Levey isn’t the pub’s first owner to change his mind about ghosts. Frank Nelson and his wife bought the hotel in March 1984. It took only three days for Nelson to experience his first ghost.

He was pushed down the stairs resulting in an ankle broken in three spots. The final straw was when Nelson felt a hand between his leg and the plaster cast. He and his wife moved out a short time later.

Levey says there are three known ghosts who haunt the pub, including a Chinese man who was found hanging in the stables after a fight over gold, and Irish man Patrick Regan, who was murdered after talking about finding gold.

The third is a little girl who was murdered by her father and thrown in the well at the rear of the hotel.

The girl, who was intellectually disabled, is often seen around the staircases; a number of children have reported seeing her.

Levey says many people come to the pub, just to see if they can see ghosts.

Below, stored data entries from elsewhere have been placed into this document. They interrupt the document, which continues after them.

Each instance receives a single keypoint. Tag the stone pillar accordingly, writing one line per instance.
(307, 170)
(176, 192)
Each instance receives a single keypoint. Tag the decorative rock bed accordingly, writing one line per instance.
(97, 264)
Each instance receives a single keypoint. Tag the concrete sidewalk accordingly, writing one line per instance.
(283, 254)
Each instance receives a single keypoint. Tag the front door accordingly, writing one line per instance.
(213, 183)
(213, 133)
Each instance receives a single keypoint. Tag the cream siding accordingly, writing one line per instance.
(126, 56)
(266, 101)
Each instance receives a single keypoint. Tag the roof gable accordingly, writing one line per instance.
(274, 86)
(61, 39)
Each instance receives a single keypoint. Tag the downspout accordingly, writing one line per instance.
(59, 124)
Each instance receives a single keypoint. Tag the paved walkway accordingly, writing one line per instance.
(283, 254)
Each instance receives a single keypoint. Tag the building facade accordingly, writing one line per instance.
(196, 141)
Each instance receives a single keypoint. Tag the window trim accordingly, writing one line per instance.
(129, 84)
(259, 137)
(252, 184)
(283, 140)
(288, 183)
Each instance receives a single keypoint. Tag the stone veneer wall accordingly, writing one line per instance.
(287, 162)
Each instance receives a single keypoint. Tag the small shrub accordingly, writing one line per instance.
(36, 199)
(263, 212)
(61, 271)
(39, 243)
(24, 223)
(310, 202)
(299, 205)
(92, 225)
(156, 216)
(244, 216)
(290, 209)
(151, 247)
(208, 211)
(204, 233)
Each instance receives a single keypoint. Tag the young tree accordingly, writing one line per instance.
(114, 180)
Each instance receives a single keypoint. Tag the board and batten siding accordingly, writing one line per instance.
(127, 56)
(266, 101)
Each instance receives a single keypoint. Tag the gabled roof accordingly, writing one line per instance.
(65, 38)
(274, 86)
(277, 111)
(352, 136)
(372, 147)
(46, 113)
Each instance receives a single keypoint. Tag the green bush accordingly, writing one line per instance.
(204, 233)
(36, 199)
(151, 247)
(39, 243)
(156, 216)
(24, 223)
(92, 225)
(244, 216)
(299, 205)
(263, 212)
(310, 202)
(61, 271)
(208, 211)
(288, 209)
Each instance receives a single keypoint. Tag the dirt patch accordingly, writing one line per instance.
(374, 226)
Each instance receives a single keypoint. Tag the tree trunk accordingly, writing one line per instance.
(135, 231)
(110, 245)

‘‘There’s three types of people who come to the pub to see the ghosts.

You have the people who come to take photos, you have the psychics and mediums, and then you have those dressed all in black who come on the full moon at midnight.’’ The Blackwood Hotel is another which claims it’s the most haunted pub in Australia.

‘‘I’m not a great believer of ghosts, but you get a sixth sense about things,’’ says Heinz Mueller, who took over the hotel three years ago.

‘‘When I’m doing my rounds, you get a feeling around the [former] morgue and you feel the hair on the back of your neck stand up.

Staff members, some who have been here for over 20 years, won’t work by themselves, so that says something.’’ He says there are four ghosts at the hotel and describes them as ‘‘friendly.’’ The most famous are Laura Dalton, who was burnt to death in the 1940s, and a miner who sits next to the fire.

‘‘Everyone who comes here, comes to see if they can see the ghosts.

We take them on tours of the cellars and downstairs.

Unit three has been built into the morgue and people come from far and wide to stay in that room.’’ In 2007, a TV series, Haunted Australia, visited nine locations looking for ghosts, three were in Melbourne’s outer north-west.

They visited the Coach & Horses Inn and the Blackwood Hotel, as well as the Melton Equestrian Centre.

The old Sunbury University campus, which was originally the Sunbury Lunatic Asylum, is another spot where ghosts have been reported, while there’s reports of a maid being seen at Salesian Bridge also in Sunbury.

Travaglia puts this down to the fact that a lot of the old buildings are still in existence.

‘‘I think the reason for that is that we we have a lot of old homesteads like Eynesbury and Point Cook.

On the other side of the city, they have lost a lot of that and the history with it.’’ Back at Point Cook, sadly for Misfud, no one else sees the lady running across the room.

On this occasion, it was the only ghost to appear on the tour and many people are left disappointed.

Opinion will always be divided on whether ghosts are real, but for people like Mifusd believing is only the beginning.